Studies on cancer cell metabolism have enjoyed a recent renaissance with the recognition of an altered metabolism as a critical component of the tumor phenotype. As a follow, studies on tumor metabolism have received a notable interest in the last years and the analysis of the metabolic reprogramming has uncovered tumor cell vulnerabilities, leading to the development of combined anticancer therapeutic approaches.
(a) Our laboratory has recently shown that fatty acid metabolism fuels mitochondrial OXPHOS in CLL B cells, and that its inhibition leads to mitochondrial alterations and cell death. More precisely, the peroxysomal fatty acid oxidation (pFAO) pathway (a poorly understood metabolic path) seems to play an essential role in fueling mitochondrial OXPHOS in CLL (Tannoury et al. Leukemia, 2023 in press). Following these data, this part of our research program aims to analyze: (i) the pFAO metabolic pathway in a larger panel of CLL B cells, including cells from refractory or relapsed patients; (ii) whether pharmacological modulation of FAO, alone or in combination with anti-CLL drugs, could be used as a therapy to eliminate drug-resistant or relapsed CLL cells; (iii) the specificity of such therapy (e.g., whether metabolic therapy kills tumor cells while sparing non-tumor immune cells); and (iv) the in vivo potential of a pFAO metabolic therapy.
(b) Bidirectional interactions between leukemic B cells and non-transformed cells, including stromal cells, can lead to the establishment of an immunosuppressive microenvironment favoring CLL survival.

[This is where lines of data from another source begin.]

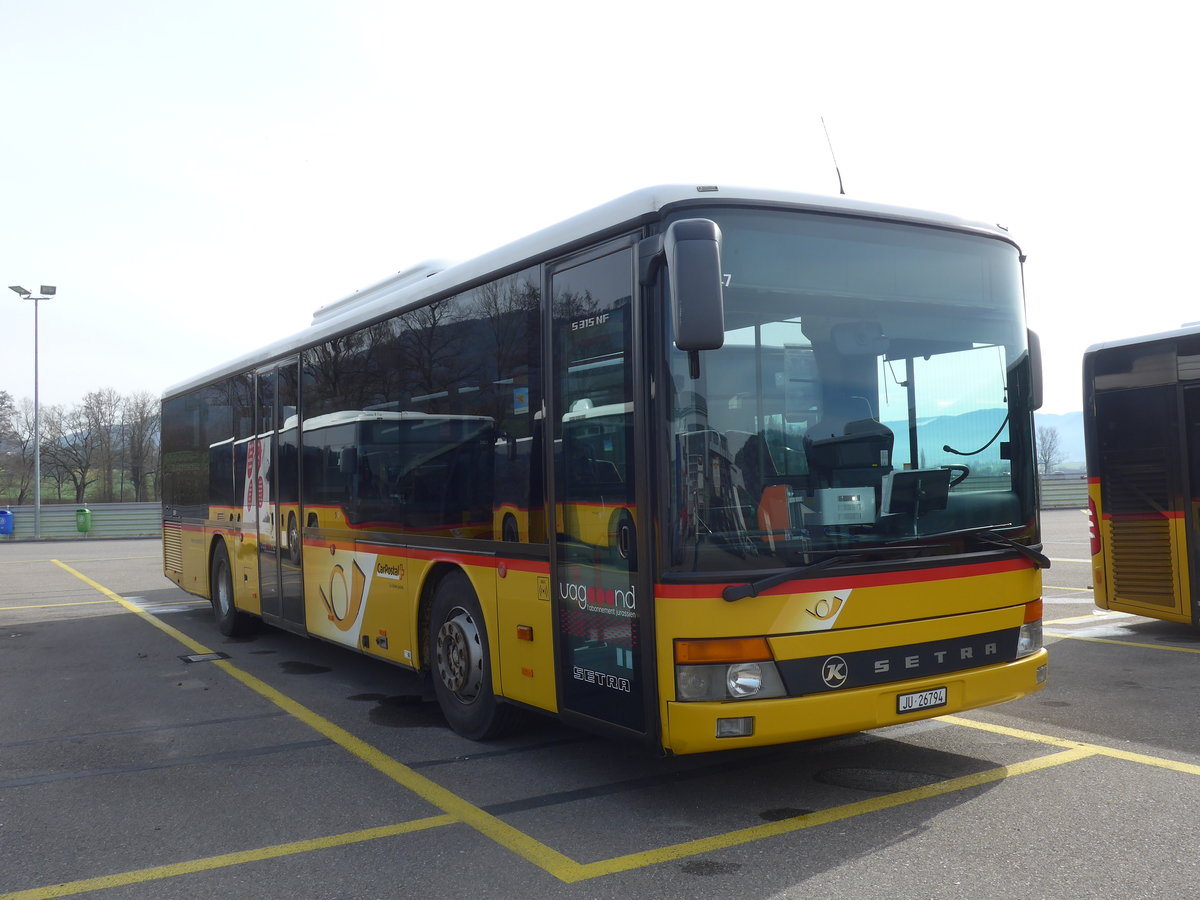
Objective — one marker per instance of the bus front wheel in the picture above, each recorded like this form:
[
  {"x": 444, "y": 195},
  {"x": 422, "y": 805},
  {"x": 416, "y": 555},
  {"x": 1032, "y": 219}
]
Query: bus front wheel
[
  {"x": 461, "y": 665},
  {"x": 231, "y": 621}
]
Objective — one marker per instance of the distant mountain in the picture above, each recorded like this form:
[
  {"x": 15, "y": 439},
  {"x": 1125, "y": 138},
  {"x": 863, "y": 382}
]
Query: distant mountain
[
  {"x": 1071, "y": 436},
  {"x": 971, "y": 431}
]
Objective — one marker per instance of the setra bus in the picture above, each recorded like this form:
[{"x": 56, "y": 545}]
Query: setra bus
[
  {"x": 705, "y": 467},
  {"x": 1141, "y": 427}
]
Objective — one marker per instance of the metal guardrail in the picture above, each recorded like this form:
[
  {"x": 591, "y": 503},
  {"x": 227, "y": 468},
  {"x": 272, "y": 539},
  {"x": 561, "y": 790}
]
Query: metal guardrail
[
  {"x": 108, "y": 521},
  {"x": 144, "y": 520},
  {"x": 1065, "y": 492}
]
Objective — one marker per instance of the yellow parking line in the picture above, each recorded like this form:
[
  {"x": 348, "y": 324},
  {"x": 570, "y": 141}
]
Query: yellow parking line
[
  {"x": 456, "y": 809},
  {"x": 1095, "y": 749},
  {"x": 226, "y": 859},
  {"x": 430, "y": 791},
  {"x": 51, "y": 606},
  {"x": 1125, "y": 643},
  {"x": 811, "y": 820},
  {"x": 1090, "y": 617}
]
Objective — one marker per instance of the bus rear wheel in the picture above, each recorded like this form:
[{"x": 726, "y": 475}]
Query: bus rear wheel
[
  {"x": 231, "y": 621},
  {"x": 461, "y": 663}
]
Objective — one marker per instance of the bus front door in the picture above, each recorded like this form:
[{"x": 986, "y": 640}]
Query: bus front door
[
  {"x": 279, "y": 509},
  {"x": 600, "y": 603}
]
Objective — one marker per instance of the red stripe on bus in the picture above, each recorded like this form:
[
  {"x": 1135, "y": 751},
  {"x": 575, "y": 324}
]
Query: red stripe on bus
[{"x": 700, "y": 592}]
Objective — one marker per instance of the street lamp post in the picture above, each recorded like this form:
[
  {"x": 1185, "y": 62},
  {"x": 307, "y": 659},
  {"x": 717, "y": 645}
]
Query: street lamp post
[{"x": 47, "y": 292}]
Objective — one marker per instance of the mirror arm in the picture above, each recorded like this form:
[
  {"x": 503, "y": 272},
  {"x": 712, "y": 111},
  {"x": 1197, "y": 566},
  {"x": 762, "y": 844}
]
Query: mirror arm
[{"x": 651, "y": 256}]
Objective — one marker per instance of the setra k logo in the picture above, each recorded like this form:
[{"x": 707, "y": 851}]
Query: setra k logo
[{"x": 834, "y": 671}]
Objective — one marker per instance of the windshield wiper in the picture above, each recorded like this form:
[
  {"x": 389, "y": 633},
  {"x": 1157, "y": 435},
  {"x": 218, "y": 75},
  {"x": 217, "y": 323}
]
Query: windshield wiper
[
  {"x": 1000, "y": 540},
  {"x": 991, "y": 537},
  {"x": 738, "y": 592}
]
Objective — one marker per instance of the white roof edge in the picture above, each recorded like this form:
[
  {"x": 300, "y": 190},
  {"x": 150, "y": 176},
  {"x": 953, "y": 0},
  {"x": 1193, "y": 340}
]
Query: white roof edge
[
  {"x": 396, "y": 292},
  {"x": 1182, "y": 331}
]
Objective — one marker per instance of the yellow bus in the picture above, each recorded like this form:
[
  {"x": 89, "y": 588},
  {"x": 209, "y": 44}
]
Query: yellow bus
[
  {"x": 1141, "y": 426},
  {"x": 702, "y": 467}
]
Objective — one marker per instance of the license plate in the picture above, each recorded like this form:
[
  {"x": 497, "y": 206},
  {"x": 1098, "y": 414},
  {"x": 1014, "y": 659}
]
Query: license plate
[{"x": 921, "y": 700}]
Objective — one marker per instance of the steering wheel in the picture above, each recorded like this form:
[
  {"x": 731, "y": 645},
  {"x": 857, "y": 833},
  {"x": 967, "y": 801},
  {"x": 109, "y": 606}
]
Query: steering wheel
[{"x": 961, "y": 472}]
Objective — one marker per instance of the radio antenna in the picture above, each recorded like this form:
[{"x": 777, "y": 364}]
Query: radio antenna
[{"x": 841, "y": 190}]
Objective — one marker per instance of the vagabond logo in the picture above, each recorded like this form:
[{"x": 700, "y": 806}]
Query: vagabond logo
[{"x": 389, "y": 570}]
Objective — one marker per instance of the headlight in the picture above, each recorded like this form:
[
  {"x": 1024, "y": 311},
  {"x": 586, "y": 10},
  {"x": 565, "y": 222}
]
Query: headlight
[
  {"x": 1030, "y": 640},
  {"x": 736, "y": 681}
]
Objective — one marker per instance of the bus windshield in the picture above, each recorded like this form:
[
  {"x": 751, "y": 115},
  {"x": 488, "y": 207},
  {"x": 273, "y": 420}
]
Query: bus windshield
[{"x": 870, "y": 394}]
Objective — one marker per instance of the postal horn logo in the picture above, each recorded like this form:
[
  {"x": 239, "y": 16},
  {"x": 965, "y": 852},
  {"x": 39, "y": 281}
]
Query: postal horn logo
[{"x": 834, "y": 672}]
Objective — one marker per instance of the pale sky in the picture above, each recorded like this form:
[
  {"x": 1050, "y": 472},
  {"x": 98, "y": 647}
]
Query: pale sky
[{"x": 197, "y": 178}]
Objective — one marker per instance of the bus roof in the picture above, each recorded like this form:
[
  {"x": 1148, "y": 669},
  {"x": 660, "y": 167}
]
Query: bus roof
[
  {"x": 1182, "y": 331},
  {"x": 417, "y": 283}
]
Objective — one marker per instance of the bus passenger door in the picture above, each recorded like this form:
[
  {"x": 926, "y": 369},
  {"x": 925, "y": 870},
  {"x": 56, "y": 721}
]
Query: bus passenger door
[
  {"x": 600, "y": 599},
  {"x": 277, "y": 483}
]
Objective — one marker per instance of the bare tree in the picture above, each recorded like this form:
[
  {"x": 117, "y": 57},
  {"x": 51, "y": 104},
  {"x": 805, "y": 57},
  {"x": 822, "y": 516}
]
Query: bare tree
[
  {"x": 139, "y": 427},
  {"x": 102, "y": 412},
  {"x": 70, "y": 445},
  {"x": 1050, "y": 451}
]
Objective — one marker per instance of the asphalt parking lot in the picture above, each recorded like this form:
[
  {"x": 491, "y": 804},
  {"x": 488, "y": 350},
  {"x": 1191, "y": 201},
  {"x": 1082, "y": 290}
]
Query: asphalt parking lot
[{"x": 133, "y": 765}]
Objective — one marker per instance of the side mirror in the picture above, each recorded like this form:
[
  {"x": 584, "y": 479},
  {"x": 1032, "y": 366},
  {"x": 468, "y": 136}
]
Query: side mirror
[
  {"x": 693, "y": 251},
  {"x": 1035, "y": 370}
]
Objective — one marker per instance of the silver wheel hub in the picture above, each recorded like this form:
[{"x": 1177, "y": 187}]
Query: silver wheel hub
[{"x": 460, "y": 658}]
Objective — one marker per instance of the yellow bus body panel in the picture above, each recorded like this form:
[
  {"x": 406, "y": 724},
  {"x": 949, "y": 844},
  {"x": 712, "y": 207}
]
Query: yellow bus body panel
[
  {"x": 1143, "y": 564},
  {"x": 937, "y": 605}
]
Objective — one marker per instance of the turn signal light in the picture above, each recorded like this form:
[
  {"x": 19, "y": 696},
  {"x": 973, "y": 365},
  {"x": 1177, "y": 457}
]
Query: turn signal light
[{"x": 731, "y": 649}]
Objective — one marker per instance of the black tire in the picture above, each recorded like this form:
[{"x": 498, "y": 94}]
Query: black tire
[
  {"x": 294, "y": 546},
  {"x": 231, "y": 621},
  {"x": 509, "y": 531},
  {"x": 461, "y": 663}
]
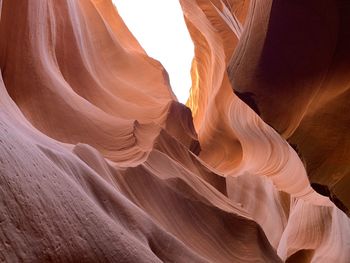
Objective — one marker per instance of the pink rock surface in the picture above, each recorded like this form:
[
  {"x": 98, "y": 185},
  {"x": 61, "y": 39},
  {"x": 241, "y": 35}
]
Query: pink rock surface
[{"x": 100, "y": 163}]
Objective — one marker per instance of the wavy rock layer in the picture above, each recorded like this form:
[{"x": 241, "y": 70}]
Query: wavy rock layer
[{"x": 98, "y": 162}]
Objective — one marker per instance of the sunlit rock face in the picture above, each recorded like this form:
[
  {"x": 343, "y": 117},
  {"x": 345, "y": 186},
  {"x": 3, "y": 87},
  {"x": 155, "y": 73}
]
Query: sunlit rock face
[{"x": 100, "y": 163}]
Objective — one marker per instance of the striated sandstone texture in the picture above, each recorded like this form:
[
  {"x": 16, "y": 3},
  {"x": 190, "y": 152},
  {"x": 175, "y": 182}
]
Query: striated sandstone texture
[{"x": 100, "y": 163}]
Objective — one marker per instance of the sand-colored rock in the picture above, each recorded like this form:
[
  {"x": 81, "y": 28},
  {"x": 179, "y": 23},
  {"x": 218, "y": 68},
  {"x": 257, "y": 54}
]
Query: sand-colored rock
[{"x": 100, "y": 163}]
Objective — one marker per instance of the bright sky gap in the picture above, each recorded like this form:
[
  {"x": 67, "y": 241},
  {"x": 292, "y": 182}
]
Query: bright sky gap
[{"x": 160, "y": 28}]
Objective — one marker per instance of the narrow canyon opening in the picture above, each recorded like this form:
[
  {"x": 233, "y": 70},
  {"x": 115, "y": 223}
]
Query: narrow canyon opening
[{"x": 160, "y": 28}]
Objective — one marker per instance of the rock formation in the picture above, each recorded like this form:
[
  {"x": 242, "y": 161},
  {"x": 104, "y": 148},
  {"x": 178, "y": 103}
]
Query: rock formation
[{"x": 100, "y": 163}]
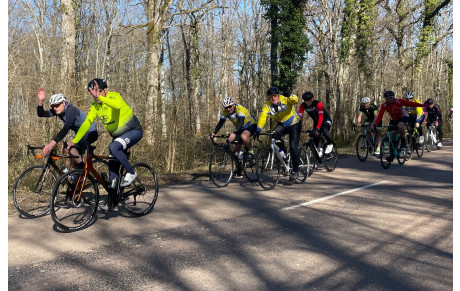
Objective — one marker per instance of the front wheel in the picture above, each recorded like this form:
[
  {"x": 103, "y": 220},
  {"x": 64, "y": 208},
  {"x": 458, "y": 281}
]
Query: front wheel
[
  {"x": 32, "y": 191},
  {"x": 74, "y": 200},
  {"x": 362, "y": 148},
  {"x": 221, "y": 168},
  {"x": 267, "y": 169},
  {"x": 140, "y": 197},
  {"x": 330, "y": 159}
]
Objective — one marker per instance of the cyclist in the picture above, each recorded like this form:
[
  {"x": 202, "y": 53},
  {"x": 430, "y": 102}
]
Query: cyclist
[
  {"x": 282, "y": 110},
  {"x": 370, "y": 111},
  {"x": 394, "y": 107},
  {"x": 71, "y": 117},
  {"x": 416, "y": 116},
  {"x": 434, "y": 117},
  {"x": 322, "y": 121},
  {"x": 245, "y": 126},
  {"x": 122, "y": 125}
]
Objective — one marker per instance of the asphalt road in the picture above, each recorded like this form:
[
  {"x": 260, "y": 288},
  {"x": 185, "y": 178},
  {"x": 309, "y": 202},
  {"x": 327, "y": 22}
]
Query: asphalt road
[{"x": 358, "y": 228}]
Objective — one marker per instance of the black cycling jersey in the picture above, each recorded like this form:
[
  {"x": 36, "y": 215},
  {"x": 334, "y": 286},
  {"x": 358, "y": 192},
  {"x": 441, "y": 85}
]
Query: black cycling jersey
[
  {"x": 72, "y": 117},
  {"x": 369, "y": 112}
]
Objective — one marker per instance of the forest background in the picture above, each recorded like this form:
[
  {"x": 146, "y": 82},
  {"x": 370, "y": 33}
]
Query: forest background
[{"x": 174, "y": 61}]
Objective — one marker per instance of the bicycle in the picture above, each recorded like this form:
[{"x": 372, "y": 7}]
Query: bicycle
[
  {"x": 32, "y": 189},
  {"x": 271, "y": 162},
  {"x": 224, "y": 161},
  {"x": 431, "y": 138},
  {"x": 390, "y": 148},
  {"x": 365, "y": 143},
  {"x": 414, "y": 142},
  {"x": 315, "y": 153},
  {"x": 75, "y": 196}
]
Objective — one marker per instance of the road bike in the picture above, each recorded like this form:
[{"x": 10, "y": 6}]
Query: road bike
[
  {"x": 316, "y": 152},
  {"x": 366, "y": 142},
  {"x": 431, "y": 138},
  {"x": 32, "y": 189},
  {"x": 272, "y": 162},
  {"x": 224, "y": 162},
  {"x": 414, "y": 142},
  {"x": 390, "y": 148},
  {"x": 75, "y": 196}
]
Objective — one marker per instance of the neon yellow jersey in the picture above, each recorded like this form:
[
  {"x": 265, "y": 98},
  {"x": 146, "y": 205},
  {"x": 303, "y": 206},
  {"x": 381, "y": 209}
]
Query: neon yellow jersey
[
  {"x": 418, "y": 111},
  {"x": 116, "y": 115},
  {"x": 240, "y": 111},
  {"x": 283, "y": 113}
]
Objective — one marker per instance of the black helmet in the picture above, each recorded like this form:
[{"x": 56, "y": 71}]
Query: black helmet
[
  {"x": 388, "y": 94},
  {"x": 273, "y": 90},
  {"x": 307, "y": 96},
  {"x": 100, "y": 82}
]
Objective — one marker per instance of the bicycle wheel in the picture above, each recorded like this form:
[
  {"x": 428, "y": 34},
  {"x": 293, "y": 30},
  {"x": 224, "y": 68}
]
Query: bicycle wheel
[
  {"x": 402, "y": 152},
  {"x": 361, "y": 148},
  {"x": 304, "y": 164},
  {"x": 418, "y": 145},
  {"x": 32, "y": 191},
  {"x": 330, "y": 159},
  {"x": 312, "y": 159},
  {"x": 267, "y": 169},
  {"x": 74, "y": 201},
  {"x": 140, "y": 197},
  {"x": 386, "y": 155},
  {"x": 221, "y": 168}
]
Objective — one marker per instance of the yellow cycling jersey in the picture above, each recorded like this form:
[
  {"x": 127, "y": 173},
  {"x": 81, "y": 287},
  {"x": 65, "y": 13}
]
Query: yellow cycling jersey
[
  {"x": 284, "y": 112},
  {"x": 418, "y": 111},
  {"x": 240, "y": 111},
  {"x": 113, "y": 111}
]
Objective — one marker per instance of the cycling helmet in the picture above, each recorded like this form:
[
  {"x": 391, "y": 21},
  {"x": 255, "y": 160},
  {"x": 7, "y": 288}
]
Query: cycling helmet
[
  {"x": 56, "y": 99},
  {"x": 228, "y": 101},
  {"x": 365, "y": 100},
  {"x": 409, "y": 95},
  {"x": 273, "y": 90},
  {"x": 100, "y": 82},
  {"x": 389, "y": 94},
  {"x": 307, "y": 96},
  {"x": 429, "y": 101}
]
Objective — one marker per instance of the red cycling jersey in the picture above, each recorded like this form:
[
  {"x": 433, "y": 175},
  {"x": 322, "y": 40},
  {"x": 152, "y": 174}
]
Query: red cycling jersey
[{"x": 395, "y": 109}]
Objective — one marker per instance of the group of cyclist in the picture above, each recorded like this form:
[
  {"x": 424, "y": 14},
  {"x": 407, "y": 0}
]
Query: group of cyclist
[
  {"x": 117, "y": 117},
  {"x": 282, "y": 110},
  {"x": 126, "y": 130}
]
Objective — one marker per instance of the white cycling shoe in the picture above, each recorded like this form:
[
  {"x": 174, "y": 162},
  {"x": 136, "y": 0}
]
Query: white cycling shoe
[{"x": 128, "y": 179}]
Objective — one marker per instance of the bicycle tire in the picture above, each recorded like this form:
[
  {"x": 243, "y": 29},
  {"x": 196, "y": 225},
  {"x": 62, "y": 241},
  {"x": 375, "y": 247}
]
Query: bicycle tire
[
  {"x": 140, "y": 197},
  {"x": 386, "y": 153},
  {"x": 362, "y": 150},
  {"x": 304, "y": 165},
  {"x": 70, "y": 211},
  {"x": 32, "y": 191},
  {"x": 221, "y": 167},
  {"x": 330, "y": 159},
  {"x": 267, "y": 169}
]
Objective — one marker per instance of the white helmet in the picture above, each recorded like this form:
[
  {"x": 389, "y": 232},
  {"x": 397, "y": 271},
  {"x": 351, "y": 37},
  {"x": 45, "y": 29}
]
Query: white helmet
[
  {"x": 56, "y": 99},
  {"x": 228, "y": 101},
  {"x": 365, "y": 100}
]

Recently, the exchange of extracellular vesicles (EVs) has been proposed as a new means of communication (Dubois K et al., Cancers 2023). EVs are composed of exosomes (30 to 150nm) and microparticles (150nm to 1μm), have an impact on physio-pathological processes and contain selective patterns of microRNA, protein or DNA, which can be transferred into target cells. We recently demonstrated that in CLL patient cells, stromal EVs compensate for toxicity induced by blocking glucose entry, suggesting a metabolic reprogramming towards glycolysis. Using metabolomic, fluxomic and transcriptomic + bioinformatic approaches, our aim is now to clarify the modalities of this EV-mediated stromal-CLL cooperation, with particular interest in the hypothesis of an epigenetic regulation.